We propose a model of quantum gravity in arbitrary dimensions defined in terms of the Batalin Vilkovisky (BV) quantization of a supersymmetric, infinite dimensional matrix model. This gives an Alexandrov-Kontsevich-Schwarz-Zaboronsky (AKSZ)-type Chern-Simons theory with gauge algebra the space of observables of a quantum mechanical Hilbert space $\mathcal{H}$. The model is motivated by previous attempts to formulate gravity in terms of noncommutative, phase space, field theories as well as the Fefferman-Graham (FG) curved analog of Dirac spaces for conformally invariant wave equations. The field equations are flat connection conditions amounting to zero curvature and parallel conditions on operators acting on $\mathcal{H}$. This matrix-type model may give a better defined setting for a quantum gravity path integral.

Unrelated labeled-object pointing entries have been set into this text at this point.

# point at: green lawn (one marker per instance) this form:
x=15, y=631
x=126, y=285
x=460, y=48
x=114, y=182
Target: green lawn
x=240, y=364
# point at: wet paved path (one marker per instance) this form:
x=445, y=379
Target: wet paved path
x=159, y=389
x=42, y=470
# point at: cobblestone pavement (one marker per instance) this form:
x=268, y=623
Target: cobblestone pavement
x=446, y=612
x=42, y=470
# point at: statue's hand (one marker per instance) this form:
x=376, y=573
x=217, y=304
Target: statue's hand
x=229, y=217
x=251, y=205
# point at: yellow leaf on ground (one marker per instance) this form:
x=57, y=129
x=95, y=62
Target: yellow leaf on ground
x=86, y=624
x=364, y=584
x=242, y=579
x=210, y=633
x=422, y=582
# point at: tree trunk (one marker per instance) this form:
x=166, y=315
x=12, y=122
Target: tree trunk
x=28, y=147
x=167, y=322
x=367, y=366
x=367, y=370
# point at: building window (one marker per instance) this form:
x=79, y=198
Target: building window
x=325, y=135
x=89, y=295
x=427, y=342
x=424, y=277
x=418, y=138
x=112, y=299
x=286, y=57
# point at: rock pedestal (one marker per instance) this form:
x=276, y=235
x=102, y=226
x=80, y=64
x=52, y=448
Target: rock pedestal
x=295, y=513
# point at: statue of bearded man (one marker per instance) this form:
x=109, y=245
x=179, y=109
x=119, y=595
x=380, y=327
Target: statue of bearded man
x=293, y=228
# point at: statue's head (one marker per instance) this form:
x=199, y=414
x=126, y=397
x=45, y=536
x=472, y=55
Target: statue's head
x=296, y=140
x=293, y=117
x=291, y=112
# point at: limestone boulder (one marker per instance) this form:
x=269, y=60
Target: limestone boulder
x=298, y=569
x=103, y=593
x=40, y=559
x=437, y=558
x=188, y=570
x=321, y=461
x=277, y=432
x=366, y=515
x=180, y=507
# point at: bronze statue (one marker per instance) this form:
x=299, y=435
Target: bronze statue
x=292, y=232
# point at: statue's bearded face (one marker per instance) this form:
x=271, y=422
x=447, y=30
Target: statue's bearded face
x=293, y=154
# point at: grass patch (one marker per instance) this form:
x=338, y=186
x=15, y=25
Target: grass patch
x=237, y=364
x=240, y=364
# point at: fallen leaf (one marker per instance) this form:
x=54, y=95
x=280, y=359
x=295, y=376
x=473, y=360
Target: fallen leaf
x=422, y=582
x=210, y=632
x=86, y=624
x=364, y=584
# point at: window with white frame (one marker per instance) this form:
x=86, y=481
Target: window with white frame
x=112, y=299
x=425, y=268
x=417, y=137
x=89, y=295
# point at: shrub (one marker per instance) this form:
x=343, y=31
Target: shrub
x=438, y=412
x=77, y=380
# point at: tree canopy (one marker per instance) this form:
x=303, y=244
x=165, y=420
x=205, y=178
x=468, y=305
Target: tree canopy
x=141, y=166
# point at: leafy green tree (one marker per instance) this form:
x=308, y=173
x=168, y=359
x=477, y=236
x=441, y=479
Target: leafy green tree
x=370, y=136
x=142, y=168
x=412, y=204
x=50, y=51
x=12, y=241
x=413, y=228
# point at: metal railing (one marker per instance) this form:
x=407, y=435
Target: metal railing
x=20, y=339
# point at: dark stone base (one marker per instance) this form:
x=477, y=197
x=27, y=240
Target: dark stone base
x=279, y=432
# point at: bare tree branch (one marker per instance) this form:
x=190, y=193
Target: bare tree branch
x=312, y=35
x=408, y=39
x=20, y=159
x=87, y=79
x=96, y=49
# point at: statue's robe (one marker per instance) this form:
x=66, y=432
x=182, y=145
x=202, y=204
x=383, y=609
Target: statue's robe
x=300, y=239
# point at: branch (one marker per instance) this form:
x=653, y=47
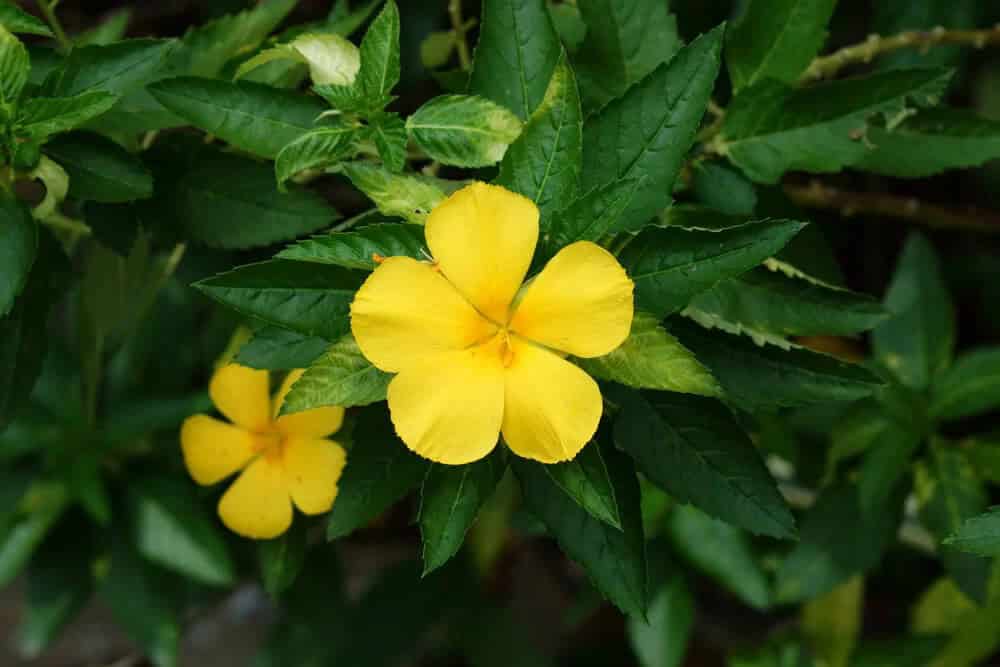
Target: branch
x=828, y=66
x=820, y=196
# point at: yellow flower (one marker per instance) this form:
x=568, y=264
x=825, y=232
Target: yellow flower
x=475, y=352
x=284, y=460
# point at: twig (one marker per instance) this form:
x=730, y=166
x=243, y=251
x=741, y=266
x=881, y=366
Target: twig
x=817, y=195
x=827, y=66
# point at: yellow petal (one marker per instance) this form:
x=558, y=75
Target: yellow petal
x=312, y=470
x=406, y=311
x=317, y=423
x=214, y=450
x=241, y=394
x=580, y=303
x=257, y=505
x=448, y=408
x=483, y=238
x=551, y=407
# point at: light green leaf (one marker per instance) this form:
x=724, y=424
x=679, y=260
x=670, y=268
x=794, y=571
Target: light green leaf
x=463, y=130
x=670, y=266
x=771, y=129
x=917, y=341
x=776, y=39
x=544, y=163
x=341, y=376
x=395, y=195
x=694, y=450
x=648, y=131
x=312, y=300
x=358, y=249
x=650, y=358
x=516, y=56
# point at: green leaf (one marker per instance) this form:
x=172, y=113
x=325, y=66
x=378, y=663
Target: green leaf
x=276, y=349
x=341, y=376
x=544, y=163
x=823, y=559
x=174, y=530
x=16, y=20
x=587, y=481
x=18, y=247
x=257, y=118
x=14, y=67
x=769, y=304
x=970, y=387
x=793, y=377
x=516, y=56
x=358, y=249
x=721, y=551
x=615, y=560
x=450, y=499
x=776, y=40
x=382, y=471
x=947, y=139
x=670, y=266
x=650, y=358
x=99, y=169
x=647, y=132
x=40, y=117
x=463, y=130
x=978, y=535
x=395, y=195
x=771, y=129
x=917, y=341
x=693, y=449
x=312, y=300
x=626, y=40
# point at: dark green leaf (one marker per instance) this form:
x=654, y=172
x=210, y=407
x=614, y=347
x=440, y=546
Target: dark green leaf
x=99, y=169
x=917, y=341
x=614, y=559
x=647, y=132
x=517, y=53
x=776, y=39
x=312, y=300
x=544, y=163
x=251, y=116
x=382, y=470
x=670, y=265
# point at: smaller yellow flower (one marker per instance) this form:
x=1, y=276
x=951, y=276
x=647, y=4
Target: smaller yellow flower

We demonstrate that its underlying physics is a summation over Hamiltonians labeled by a conformal class of metrics and thus a sum over causal structures. This gives in turn a model summing over fluctuating metrics plus a tower of additional modes—we speculate that these could yield improved UV behavior.

Figure 1

The flat model for a conformal manifold. The $n$-sphere with its canonical conformal class of metrics is given by the space of lightlike rays $Q$ in ${\mathbb{R}}^{n+1,1}$.